The second play in this year's season at Shakespeare's Globe is the rarely produced 'Henry VIII'. Known originally as 'All Is true', the play is believed to have been a collaboration by Shakespeare and another writer, John Fletcher.
In one very peculiar way, 'Henry VIII' is particularly noteworthy. It was during a performance of it on the 29th of June 1613 that a canon shot used as a special effect ignited the thatch on the roof resulting in the entire building burning to the ground. Interestingly, no canon were in evidence during this latest production. Well, no point in tempting fate is there? In any case, technology protects the modern Globe in ways even the inventive Shakespeare and his fellow writers could not have imagined.
The play is not so much a logical chronicle of Henry's entire reign, but a glimpse of selected events or set pieces, some of which are not in true chronological order. Only two of Henry's 6 wives are in evidence: Henry's first and longest serving wife, Catherine (or Katherine) of Aragon, and Anne Boleyn (here pronounced Bullen). In fact, we don't actually see very much of Anne, though she is Queen by the end of the play and its the spectacular christening of Anne's daughter Elizabeth which provides the denouement.
Angela Davies's design defines public and private areas by means of carpets and corridors created at the back of the stage. The simple effect enables us to glimpse the on-going intrigue and wranglings both as enacted in court and in more private discussions.
Dominic Rowan's Henry is no bloated, chicken-leg-hurling monarch. Rowan's Henry is intelligent, confident and athletic – we even see him playing real tennis, which apparently was another obsession. But the laurels in the acting department really have to go to Kate Duchêne as Katherine. As it becomes obvious that she's lost her husband, Ms Duchêne produces a heart-rending and highly compelling performance embodying the despair of a woman cast adrift in a political sea of intrigue, whose only crime is that she is unable to deliver what Henry craves most – a son to inherit his Kingdom.
'Henry VIII' presents rather a stark contrast to 'Macbeth', the first play in the Globe's Kings and Rogues season. Blood, gore and evil figured largely in 'Macbeth', but here the focus is on politics, intrigue and Henry's obsessive desire to secure a male heir. History fans will no doubt argue about the accuracy of the chronology, and those who were anticipating the full 'six wives' treatment will miss the beheadings and further intrigue in matters of the heart. But the play could never really have opted to deliver all that transpired in Henry's long reign. And, more importantly for Shakespeare and Fletcher, it might not have made political sense for them to even attempt it.

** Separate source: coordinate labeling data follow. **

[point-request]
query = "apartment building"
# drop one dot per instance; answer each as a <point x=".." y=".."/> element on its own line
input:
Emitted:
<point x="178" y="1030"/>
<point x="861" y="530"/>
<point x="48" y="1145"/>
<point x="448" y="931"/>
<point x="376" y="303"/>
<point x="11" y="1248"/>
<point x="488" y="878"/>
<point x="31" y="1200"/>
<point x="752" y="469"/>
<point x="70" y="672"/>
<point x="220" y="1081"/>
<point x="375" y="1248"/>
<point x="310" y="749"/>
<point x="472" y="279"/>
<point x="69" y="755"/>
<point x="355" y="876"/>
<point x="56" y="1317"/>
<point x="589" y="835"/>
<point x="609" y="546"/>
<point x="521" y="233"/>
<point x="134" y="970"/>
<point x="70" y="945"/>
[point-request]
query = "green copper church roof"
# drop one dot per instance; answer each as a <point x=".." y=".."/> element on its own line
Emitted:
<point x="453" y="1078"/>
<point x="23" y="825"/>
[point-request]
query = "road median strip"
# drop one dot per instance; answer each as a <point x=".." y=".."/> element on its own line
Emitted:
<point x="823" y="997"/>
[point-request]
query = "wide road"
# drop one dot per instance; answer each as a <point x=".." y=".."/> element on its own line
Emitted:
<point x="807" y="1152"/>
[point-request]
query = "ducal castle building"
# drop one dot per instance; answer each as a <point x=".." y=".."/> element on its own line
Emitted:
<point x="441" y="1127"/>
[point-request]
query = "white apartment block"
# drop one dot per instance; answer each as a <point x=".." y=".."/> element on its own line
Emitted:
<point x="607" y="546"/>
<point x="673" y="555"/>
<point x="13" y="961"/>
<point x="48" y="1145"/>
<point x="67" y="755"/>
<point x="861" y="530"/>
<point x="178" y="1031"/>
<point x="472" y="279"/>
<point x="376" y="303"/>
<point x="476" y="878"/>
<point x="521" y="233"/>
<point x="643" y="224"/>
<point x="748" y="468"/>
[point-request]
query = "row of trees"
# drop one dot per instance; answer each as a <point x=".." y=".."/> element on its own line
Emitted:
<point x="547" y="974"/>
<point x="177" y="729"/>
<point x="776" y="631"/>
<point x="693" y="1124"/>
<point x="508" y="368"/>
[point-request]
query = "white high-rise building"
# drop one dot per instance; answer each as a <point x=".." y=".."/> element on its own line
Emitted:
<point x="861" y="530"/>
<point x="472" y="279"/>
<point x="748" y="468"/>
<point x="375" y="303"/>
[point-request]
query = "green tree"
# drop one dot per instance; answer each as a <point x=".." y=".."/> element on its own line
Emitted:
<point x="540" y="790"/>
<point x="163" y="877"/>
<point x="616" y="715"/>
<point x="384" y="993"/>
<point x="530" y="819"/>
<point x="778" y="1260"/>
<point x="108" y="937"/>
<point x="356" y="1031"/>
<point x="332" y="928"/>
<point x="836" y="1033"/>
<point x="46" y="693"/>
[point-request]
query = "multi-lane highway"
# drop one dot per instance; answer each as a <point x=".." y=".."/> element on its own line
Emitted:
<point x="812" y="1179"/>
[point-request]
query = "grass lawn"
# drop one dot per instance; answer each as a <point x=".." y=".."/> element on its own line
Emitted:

There are a considerable number of characters in 'Henry VIII' and, coupled with the fact that few of us know the play very well, it demands rather more concentration to avoid confusion and understand the events. However, it's a rare treat to have the chance to see the play, and though it's not as exciting as other better known Shakespearian works, it's certainly interesting and worth a visit if only for Kate Duchêne's exceptional performance as Katherine.
"As a collaborative venture between Shakespeare and Fletcher, the play lacks stylistic unity. But at least Mark Rosenblatt gives us a cogent account of this relative rarity, marred only by one or two touches of stylistic fussiness."
Michael Billington for The Guardian
"Sparks of real dramatic conflict are few and far between...It all makes for a repetitive piece that rarely grips, but director Mark Rosenblatt undoubtedly makes the best of a bad job."
Charles Spencer for The Daily Telegraph
"The play is a frustratingly centrifugal affair, with scenes sparking into fitful life and then fizzling away."
Fiona Mountford for The Evening Stanadard
"Sprightly, intelligent production."
Sarah Hemming for Financial Times
"A stodgy and timid play."
Ben Dowell for The Stage
"It’s no Hamlet. It sprawls, it circumnavigates, it gets bogged down. Which makes Mark Rosenblatt’s production such a delightful surprise. Buyer must still beware a plot both tangled and languid, as Henry divorces Katherine, then marries Anne Boleyn while around him the noblemen vie for power. But within that Rosenblatt and his fine cast bring out copious quantities of emotion and humour."